Greek Cypriot Negotiator, Ambassador Andreas Mavroyiannis is set to have meetings this week in the New York with UN Secretariat officials and UN Security Council members.
The Security Council is expected to adopt on January 30 a resolution renewing the mandate of the peace keeping force in Cyprus, (Unficyp) for another six months. The Security Council is to take into account three reports by the UN Secretary General Antonio Guterres; his good services report of September 28, his report on the strategic review of Unficyp circulated in December and his report on Unficyp of January 9, 2018.
On Tuesday, the UNSG’s Special Representative in Cyprus, Elizabeth Spehar, will brief the countries contributing human resources to Unficyp, while on Wednesday afternoon in a closed consultation she will brief UN Security Council members on matters pertaining to the peace keeping force and the Cyprus problem.
She is also expected to have meetings with the permanent representatives at the UN of Cyprus, Turkey and other interested parties. A draft resolution is expected to be presented by the UK to the rest Security Council members after their session.
Apart from having various meetings at the UN, the Greek Cypriot negotiator is scheduled to deliver on Friday evening a lecture on the Cyprus problem at the Centre of Hellenic Studies of Rutgers University in New Jersey, in the context of an event organised by the Greek Student Association of the university, the Cypriot Federation, the International Coordinating Committee “Justice for Cyprus” (PSEKA) and the “Salamis” union.
The latest round of UN-peace talks at the Swiss resort of Crans – Montana ended without an agreement. Talks held under the auspices of the UN aim at reunifying Cyprus under a federal roof.

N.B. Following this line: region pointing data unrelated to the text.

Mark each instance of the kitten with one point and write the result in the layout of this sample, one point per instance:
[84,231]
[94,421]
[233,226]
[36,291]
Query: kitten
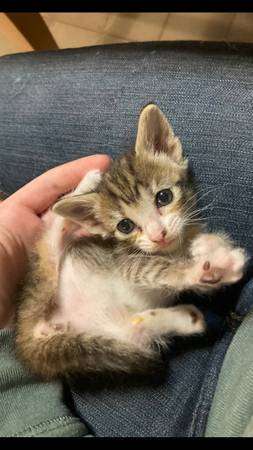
[99,304]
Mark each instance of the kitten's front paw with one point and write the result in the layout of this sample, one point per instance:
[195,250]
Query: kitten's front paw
[217,262]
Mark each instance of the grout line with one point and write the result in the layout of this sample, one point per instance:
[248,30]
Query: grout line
[164,26]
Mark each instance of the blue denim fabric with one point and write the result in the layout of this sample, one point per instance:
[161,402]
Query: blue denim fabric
[57,106]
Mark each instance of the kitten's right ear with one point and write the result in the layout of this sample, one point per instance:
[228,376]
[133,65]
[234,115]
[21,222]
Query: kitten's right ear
[155,134]
[79,208]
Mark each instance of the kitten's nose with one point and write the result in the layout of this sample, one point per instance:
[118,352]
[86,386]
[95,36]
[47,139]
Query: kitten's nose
[158,237]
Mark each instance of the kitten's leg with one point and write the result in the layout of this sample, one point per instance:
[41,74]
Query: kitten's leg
[178,320]
[213,262]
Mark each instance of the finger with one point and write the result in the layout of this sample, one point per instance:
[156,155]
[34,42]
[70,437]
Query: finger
[42,192]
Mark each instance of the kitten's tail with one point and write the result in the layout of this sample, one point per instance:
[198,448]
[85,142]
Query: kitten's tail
[86,356]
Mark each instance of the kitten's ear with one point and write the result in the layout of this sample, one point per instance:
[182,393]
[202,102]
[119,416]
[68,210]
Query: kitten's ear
[156,135]
[79,208]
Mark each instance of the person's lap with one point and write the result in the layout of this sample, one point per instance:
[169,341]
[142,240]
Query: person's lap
[55,113]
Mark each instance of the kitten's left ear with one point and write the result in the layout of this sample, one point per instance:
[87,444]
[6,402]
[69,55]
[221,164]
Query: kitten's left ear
[156,135]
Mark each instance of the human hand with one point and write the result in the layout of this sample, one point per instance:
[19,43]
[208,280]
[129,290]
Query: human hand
[21,223]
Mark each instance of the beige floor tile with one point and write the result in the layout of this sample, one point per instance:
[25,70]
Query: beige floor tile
[6,47]
[88,21]
[107,39]
[197,26]
[241,29]
[136,26]
[67,36]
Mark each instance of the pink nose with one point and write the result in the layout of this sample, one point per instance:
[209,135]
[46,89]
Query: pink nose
[158,237]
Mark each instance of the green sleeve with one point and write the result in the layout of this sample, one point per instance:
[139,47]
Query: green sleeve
[29,407]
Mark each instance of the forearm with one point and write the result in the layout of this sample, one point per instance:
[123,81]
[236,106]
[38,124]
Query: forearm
[156,271]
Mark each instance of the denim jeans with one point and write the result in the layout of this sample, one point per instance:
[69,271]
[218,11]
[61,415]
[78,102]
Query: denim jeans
[58,106]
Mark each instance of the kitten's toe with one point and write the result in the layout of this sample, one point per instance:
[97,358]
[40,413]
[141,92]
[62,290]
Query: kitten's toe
[45,329]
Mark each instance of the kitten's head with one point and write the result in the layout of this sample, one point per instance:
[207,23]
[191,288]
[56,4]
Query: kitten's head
[145,196]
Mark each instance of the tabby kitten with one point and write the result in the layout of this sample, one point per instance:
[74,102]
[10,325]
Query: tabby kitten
[99,304]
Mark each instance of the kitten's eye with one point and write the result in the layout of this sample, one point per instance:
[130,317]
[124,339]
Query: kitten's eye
[163,198]
[126,226]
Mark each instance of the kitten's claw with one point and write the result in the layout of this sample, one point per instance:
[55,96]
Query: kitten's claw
[217,261]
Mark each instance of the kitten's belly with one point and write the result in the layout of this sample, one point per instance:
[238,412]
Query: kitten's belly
[94,302]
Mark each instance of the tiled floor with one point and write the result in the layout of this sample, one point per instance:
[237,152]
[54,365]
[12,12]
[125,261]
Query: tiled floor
[82,29]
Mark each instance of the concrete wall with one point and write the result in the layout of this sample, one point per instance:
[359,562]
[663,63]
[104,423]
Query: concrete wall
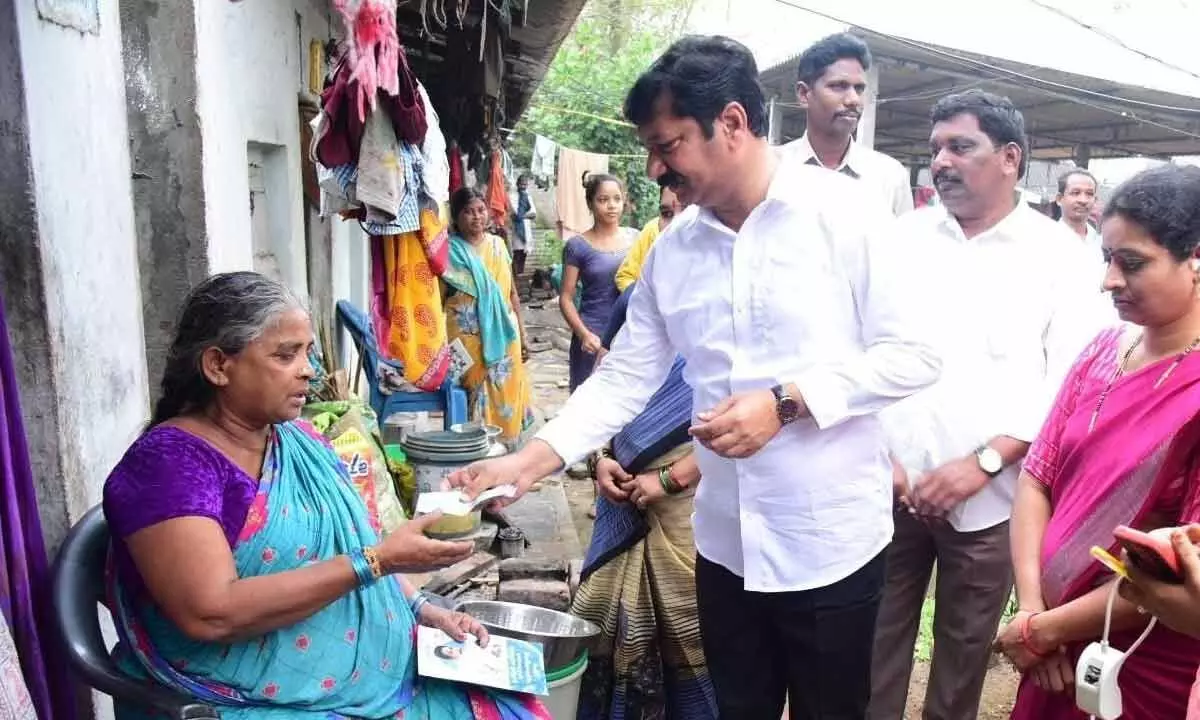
[90,324]
[69,257]
[252,63]
[159,43]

Unficyp was established by Security Council resolution 186 (1964), with a mandate “to prevent a recurrence of fighting and, as necessary, to contribute to the maintenance and restoration of law and order and a return to normal conditions”. While the mandate of the Mission remains the same to date, its responsibilities evolved following the Turkish invasion of Cyprus in 1974, to include supervising the ceasefire lines, maintaining a buffer zone, and facilitating inter-communal contacts.